4. Once that is complete click on the "Add Volume" option on the right sidebar and select your new "VDR" volume group. Under the section "Create a volume in 'VDR'" you can create a new volume. Name it something like "VDR" and give it all the available space. MAKE SURE that you change the "Filesystem / Volume Type" to iSCSI.

5. Your storage is ready, now we need to get iSCSI running. To do this you need to start the iSCSI Target Service and allow network access. To start the service click on the "Services" tab on the top toolbar and start the service. To get the iSCSI Network up and running go back to the "Volumes" tab and "iSCSI Targets". Now you will notice 4 grey tabs under your top toolbar. Using these tabs create a new IQN under the "Target Configuration" tab and give your private iSCSI LAN access via the "Network ACL" tab.

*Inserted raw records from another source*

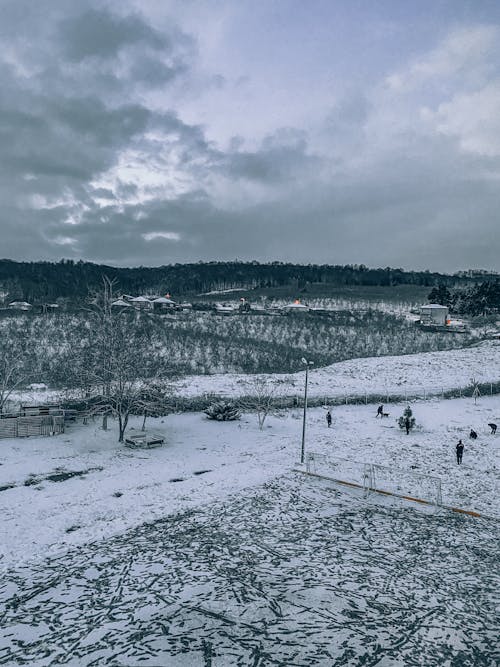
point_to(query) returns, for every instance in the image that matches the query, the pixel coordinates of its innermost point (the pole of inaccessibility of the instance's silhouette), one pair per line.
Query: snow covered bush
(223, 411)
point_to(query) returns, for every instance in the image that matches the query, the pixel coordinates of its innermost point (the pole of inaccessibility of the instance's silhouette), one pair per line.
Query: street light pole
(303, 448)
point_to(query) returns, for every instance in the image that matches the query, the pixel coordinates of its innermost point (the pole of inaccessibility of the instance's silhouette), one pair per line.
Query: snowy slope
(432, 372)
(212, 460)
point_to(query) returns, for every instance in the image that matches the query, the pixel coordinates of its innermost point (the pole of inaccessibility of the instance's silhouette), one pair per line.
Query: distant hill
(47, 281)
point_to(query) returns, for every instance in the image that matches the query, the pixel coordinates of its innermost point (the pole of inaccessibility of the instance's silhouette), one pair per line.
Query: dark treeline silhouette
(47, 281)
(479, 299)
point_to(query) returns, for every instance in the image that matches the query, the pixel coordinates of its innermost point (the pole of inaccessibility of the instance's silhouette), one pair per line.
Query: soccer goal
(373, 478)
(402, 483)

6. Now that iSCSI is running we need to map the IQN to the LUN that we created earlier. It is as easy as going to "LUN Mapping" and selecting the LUN and hitting "Map". Your job in the Openfiler webconsole is complete. Now off to the ESX host.

7. Open your vSphere Client and connect to your vCenter Server and your ESX host that is connected to the Openfiler box. I am assuming that you have already configured a NIC on the ESX host and it can ping the Openfiler private IP. If not you need to get that working before continuing.

8. In the vSphere client select the ESX host and go to the "Configuration" tab and select "Storage Adapters" from the left sidebar. Now select the "iSCSI Software Adapter" and click "Properties...". Click on the "Configure..." button and enable iSCSI. Once iSCSI is enabled click on the "Dynamic Discovery" tab and add the IP of your Openfiler box. Once that is done and you Ok out of the menu it will prompt you to do a rescan which you want to do. If it all went well then once the Rescan is complete you should see a new device. If not then make sure your 2 boxes are talking to each other.

9. Now that our iSCSI Adapter can talk to our shiny Openfiler box we need to actually use that space to store our VDR backups. To do this click on the "Storage" option and select "Add Storage" option. This should bring up a wizard explaining how to add the storage. Name the new Datastore something like "VDR Backups".

10. Right click on your VDR Appliance and go to "Edit Settings" and "Add.." a new hard drive making sure to select the new Datastore you just created. Don't give the drive all the space on the Datastore. Make sure to leave several GB free for ESX to use for file operations.

11. Congratulations, now all you need to do is add the Datastore to your VDR Appliance as a backup destination!